Silver coins for sale
Specialist magazines and Internet sites are full of advertisements for silver coins for sale or gold coins for sale. If you are not familiar with the long history of numismatic coins, it is easy to conclude that interest in building up collections is as contemporary as all those online sites designed to attract coin collector enthusiasts. In truth, coin collecting is one of the oldest recorded hobbies. Archaeological evidence shows that ancient Romans collected coins. The interest penetrated to the highest ranks of Roman society with even the emperor Augustus taking an interest in rare currency. Although it is conceivable that ancient Romans traded numismatic coins, their collecting motivations we know about focused on the artistic appeal of the coin design and the curiosity they aroused.
In Medieval Europe, coin collecting became associated with royalty to the extent that it became known as “the hobby of the kings”. The thirteenth century Pope Boniface VIII was one of the most famous of these royal collectors. Scholars in the service of the monarchs also played a significant role in studying what later generations have described as numismatic coins. A good example of a scholarly coin collector in royal employ was the Englishman John Leland whose patron was the famous, or perhaps it should be infamous, King Henry VIII (1540s).
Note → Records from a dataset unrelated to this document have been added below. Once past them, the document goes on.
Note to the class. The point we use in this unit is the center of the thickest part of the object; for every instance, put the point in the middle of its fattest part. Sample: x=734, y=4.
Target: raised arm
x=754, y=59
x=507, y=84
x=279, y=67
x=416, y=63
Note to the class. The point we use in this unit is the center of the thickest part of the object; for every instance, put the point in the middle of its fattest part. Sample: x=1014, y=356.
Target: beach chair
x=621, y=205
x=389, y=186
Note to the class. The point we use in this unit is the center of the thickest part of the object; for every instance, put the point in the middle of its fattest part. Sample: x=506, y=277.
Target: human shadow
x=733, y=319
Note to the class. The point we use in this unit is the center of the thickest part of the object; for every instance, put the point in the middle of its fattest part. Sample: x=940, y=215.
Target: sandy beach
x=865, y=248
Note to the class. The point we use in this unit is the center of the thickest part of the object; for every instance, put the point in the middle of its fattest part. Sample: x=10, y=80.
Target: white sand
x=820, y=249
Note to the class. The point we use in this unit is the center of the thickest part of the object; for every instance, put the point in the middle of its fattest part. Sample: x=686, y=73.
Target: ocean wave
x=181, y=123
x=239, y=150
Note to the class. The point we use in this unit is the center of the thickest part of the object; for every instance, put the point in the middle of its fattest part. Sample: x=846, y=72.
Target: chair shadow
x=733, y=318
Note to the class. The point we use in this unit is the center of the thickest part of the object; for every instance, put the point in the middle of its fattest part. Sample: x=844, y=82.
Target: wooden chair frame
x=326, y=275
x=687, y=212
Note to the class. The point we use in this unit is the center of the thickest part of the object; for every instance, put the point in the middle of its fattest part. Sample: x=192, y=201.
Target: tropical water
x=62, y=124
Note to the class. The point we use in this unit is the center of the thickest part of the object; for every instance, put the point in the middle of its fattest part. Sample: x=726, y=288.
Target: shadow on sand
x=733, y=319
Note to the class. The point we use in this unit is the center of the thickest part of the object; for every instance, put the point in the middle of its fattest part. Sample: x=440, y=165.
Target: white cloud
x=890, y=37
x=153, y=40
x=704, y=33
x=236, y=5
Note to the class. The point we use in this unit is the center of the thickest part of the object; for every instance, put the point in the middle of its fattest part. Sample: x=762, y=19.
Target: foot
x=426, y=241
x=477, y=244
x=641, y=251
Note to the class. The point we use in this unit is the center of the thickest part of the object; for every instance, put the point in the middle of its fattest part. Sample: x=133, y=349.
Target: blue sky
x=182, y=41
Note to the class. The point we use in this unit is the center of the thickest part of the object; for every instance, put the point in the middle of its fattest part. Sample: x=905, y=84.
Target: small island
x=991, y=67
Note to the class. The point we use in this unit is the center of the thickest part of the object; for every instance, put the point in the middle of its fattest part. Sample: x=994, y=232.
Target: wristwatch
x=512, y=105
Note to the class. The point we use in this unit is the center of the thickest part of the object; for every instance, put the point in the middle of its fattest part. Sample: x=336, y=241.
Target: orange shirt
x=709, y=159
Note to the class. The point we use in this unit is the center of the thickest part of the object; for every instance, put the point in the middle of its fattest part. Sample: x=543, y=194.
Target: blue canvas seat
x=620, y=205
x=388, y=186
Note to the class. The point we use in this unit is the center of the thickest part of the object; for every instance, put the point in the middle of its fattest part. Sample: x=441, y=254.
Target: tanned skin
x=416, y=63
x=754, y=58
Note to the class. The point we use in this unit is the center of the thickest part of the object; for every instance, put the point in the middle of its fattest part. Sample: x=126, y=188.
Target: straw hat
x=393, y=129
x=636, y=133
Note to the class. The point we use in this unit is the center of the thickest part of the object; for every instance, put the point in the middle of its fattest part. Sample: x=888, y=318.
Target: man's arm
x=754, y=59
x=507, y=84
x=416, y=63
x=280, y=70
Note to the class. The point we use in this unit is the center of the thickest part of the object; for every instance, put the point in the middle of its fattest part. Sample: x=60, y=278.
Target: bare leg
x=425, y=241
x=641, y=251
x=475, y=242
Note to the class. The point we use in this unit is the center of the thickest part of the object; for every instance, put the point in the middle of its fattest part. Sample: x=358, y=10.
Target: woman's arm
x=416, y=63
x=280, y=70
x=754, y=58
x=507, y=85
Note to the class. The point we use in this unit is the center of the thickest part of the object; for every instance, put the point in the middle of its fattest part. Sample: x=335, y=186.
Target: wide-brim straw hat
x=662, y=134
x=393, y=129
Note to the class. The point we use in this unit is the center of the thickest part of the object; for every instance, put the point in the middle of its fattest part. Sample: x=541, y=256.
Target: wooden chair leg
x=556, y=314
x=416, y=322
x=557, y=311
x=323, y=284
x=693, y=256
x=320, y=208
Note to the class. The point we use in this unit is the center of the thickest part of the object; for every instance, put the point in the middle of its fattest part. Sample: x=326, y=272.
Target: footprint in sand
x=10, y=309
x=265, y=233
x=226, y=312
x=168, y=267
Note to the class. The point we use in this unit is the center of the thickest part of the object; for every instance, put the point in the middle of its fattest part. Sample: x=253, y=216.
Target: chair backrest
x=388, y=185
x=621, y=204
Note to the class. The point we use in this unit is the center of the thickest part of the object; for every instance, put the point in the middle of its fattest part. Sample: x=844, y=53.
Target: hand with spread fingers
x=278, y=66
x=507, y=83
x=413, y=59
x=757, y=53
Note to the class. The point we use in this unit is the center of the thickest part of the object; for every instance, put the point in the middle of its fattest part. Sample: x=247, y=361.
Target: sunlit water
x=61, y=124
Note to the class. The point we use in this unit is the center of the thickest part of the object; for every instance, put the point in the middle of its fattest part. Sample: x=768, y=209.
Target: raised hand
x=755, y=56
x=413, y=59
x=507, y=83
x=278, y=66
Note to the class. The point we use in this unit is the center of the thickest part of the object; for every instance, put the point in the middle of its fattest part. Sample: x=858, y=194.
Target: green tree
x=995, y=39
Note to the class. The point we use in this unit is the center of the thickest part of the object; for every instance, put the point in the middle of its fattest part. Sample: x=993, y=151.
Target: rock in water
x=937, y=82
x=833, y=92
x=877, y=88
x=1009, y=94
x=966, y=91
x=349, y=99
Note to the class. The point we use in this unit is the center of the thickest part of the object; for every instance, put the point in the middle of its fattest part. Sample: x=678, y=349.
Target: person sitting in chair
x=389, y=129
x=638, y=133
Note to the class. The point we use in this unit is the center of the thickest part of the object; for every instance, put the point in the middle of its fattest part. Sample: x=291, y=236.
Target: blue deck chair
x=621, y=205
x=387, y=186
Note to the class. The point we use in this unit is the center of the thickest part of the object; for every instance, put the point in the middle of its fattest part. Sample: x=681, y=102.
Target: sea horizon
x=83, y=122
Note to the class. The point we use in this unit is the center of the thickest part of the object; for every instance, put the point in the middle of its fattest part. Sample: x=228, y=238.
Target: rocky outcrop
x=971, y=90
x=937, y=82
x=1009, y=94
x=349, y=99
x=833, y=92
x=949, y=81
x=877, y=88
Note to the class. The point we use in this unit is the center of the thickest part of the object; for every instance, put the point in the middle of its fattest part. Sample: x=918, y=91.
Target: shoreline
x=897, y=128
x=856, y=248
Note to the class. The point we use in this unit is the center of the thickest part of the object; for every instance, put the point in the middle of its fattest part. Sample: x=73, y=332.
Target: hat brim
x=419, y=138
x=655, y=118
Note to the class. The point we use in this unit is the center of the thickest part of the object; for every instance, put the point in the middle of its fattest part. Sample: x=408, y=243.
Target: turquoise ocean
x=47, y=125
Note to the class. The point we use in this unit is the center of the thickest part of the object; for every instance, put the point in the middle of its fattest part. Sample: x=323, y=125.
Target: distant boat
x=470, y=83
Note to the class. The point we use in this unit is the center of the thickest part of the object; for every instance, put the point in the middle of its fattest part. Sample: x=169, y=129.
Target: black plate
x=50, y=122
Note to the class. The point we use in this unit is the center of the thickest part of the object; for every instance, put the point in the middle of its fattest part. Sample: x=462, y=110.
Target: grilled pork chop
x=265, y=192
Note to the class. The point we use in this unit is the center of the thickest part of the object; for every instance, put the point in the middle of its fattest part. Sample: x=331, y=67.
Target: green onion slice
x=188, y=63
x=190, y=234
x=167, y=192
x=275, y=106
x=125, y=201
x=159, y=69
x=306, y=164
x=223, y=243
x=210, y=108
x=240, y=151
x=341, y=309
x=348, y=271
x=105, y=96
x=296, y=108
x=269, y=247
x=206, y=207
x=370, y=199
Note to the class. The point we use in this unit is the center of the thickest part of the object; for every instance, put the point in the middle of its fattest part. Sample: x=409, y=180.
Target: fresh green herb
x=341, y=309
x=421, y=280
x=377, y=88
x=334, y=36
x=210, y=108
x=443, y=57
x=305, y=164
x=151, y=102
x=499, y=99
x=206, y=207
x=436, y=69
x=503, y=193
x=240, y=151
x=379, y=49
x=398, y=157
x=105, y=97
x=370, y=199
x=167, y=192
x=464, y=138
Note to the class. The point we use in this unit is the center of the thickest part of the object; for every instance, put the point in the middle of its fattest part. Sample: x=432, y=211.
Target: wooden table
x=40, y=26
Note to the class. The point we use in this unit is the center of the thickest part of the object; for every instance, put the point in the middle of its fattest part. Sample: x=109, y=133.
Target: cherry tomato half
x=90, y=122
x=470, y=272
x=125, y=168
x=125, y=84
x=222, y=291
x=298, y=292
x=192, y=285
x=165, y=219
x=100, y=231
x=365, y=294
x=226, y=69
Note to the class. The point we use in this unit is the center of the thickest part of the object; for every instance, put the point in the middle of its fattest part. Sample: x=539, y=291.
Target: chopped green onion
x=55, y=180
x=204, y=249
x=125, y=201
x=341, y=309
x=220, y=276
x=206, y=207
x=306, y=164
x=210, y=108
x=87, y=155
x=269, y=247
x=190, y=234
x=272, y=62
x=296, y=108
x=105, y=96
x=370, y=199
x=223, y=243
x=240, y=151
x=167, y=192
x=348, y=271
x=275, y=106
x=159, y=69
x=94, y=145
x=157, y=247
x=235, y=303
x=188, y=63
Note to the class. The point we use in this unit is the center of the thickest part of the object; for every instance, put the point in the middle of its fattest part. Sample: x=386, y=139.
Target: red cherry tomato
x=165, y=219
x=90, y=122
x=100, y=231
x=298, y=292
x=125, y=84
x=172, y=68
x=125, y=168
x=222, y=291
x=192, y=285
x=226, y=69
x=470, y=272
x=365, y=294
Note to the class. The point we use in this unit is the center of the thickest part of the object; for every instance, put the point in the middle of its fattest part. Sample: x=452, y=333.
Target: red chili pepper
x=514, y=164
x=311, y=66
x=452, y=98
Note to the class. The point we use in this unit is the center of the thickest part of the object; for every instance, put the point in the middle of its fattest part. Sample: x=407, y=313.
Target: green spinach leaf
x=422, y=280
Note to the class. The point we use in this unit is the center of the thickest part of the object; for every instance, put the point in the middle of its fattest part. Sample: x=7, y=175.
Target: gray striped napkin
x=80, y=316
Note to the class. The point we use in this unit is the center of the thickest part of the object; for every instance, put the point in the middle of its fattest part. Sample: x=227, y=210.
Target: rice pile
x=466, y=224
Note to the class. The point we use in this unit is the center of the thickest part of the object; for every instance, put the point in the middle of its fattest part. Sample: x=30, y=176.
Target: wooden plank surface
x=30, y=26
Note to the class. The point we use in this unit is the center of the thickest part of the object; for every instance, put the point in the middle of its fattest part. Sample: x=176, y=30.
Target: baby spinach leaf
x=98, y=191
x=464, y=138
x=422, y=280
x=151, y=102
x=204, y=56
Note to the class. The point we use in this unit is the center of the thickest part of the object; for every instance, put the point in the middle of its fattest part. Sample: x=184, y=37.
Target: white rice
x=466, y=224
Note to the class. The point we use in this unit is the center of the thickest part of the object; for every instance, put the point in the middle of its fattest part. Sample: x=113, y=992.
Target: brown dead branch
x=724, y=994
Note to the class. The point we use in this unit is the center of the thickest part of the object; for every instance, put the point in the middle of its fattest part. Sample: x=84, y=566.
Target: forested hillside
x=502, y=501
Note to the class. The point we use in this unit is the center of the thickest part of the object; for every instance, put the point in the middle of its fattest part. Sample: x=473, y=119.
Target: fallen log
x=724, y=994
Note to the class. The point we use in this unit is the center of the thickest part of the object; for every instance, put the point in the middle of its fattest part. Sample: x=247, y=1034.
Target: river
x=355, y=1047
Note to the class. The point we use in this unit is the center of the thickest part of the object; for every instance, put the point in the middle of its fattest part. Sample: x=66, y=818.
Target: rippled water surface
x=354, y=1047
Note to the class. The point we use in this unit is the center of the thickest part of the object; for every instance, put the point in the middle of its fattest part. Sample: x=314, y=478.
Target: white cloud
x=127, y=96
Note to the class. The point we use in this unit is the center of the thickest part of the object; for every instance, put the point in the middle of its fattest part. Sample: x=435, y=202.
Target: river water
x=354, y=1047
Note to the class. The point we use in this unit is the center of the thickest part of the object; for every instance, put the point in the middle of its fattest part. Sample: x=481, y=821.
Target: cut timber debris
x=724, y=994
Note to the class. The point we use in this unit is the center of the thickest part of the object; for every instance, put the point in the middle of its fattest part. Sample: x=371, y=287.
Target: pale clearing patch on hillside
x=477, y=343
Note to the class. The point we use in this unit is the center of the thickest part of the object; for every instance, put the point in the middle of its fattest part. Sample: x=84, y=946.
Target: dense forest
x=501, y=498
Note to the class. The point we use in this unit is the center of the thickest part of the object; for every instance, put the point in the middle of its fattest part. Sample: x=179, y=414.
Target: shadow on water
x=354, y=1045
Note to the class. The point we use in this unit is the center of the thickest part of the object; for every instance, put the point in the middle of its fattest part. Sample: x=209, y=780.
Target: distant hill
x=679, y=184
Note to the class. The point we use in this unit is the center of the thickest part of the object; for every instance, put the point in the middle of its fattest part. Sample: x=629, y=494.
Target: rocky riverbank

As Leland travelled around England, he took an interest in the old Roman coins he found and used them to identify areas of ancient settlement.
Up until the nineteenth century collector coins remained the preserve of the royals, the aristocrats and the scholars they patronized. It is not difficult to understand why numismatic coins did not attract wider interest. Much of the world population lived at a subsistence level. With the daily struggle for basic sustenance occupying so much of their lives, any valuable looking coins that reached their hands would have been spent on food rather than placed in an album or kept as an investment. The only variety of coin collecting they might have known was hoarding coins in times of war, or setting coins aside to be able to pay some tax or finance a family celebration. Sometimes a particularly attractive-looking coin might have been passed down in a family. Coin collecting as we know it today was a completely foreign idea.
The emergence of the modern coin collector
The nineteenth century was a transition period during which interest in numismatic coins spread from the very wealthy to people of more modest means. This change can be attributed to a rise in living standards, as well as the spread of literacy and general education opening up new horizons. People had more time to think beyond meeting their basic needs. Learned societies were set up to study science, natural history, antiquities, and many other different matters. An interest in coin collecting developed in a similar spirit.
Change in the coin production and design also prompted an increased awareness of both the contemporary coinage of the period and the older coinage that was disappearing from circulation. For example, following the Californian Gold Rush in the 1840s, and a major redesign of American coinage in the 1850s, contributed to a significant rise in the numbers of people collecting numismatic coins. In 1858, a group of New York collectors established the American Numismatic Society to pursue the scientific study of coins and their historical significance. In the following years this Society built up a major collection of rare US coins and associated literature. Today the society’s collection of coins and medals numbers around the one million mark with about 100,000 related books in its library.
Coin news was made in 1888 when Dr. Heath of Monroe, Michigan, produced a prototype coin magazine – “THE NUMISMATIST.” Dr. Heath’s distance from the main urban and commercial centers limited his abilities to acquire new rare currency for his collection. Printing and distributing information about the rare currency he wanted to buy or swap was an innovative approach to the challenges he faced in developing his collection. His magazine caught the interest of fellow collectors and the number of subscribers increased. In 1891 he suggested setting up an American Numismatic Association (ANA) to further interest in coin collecting through national conventions as well as publications. The granting of a Federal Charter in 1912 indicated the success achieved over such a short period. Currently the ANA possesses a numismatics library of international renown, and an impressive Money Museum in Colorado with 250,000 items.
Collector Coins Online
The profusion of advertisements for coins for sale in specialist magazines and online shows how what was once an exclusive “high society” hobby has gained a wide popularity. From the humble beginnings of coin journalism in the late 1880s, a vast empire of Websites and publications has sprung up. In addition to journalistic output, the appeal of coin collecting has also been recognized by states around the world. Although gold and silver coins are no longer in regular circulation, governments of many countries now appreciate the value of minting gold bullion coins for sale to collectors and investors.
Certainly interest in error coins and other kinds of rare currency has received a major boost in the recent recession with the collapses of banks and leading businesses encouraging people to seek out stable investments. While there are many buyers who are still primarily motivated by the design and historical interest of collector coins, the many new “investor” collectors seem certain to continue to raise the profile of coin collecting even higher in the public eye.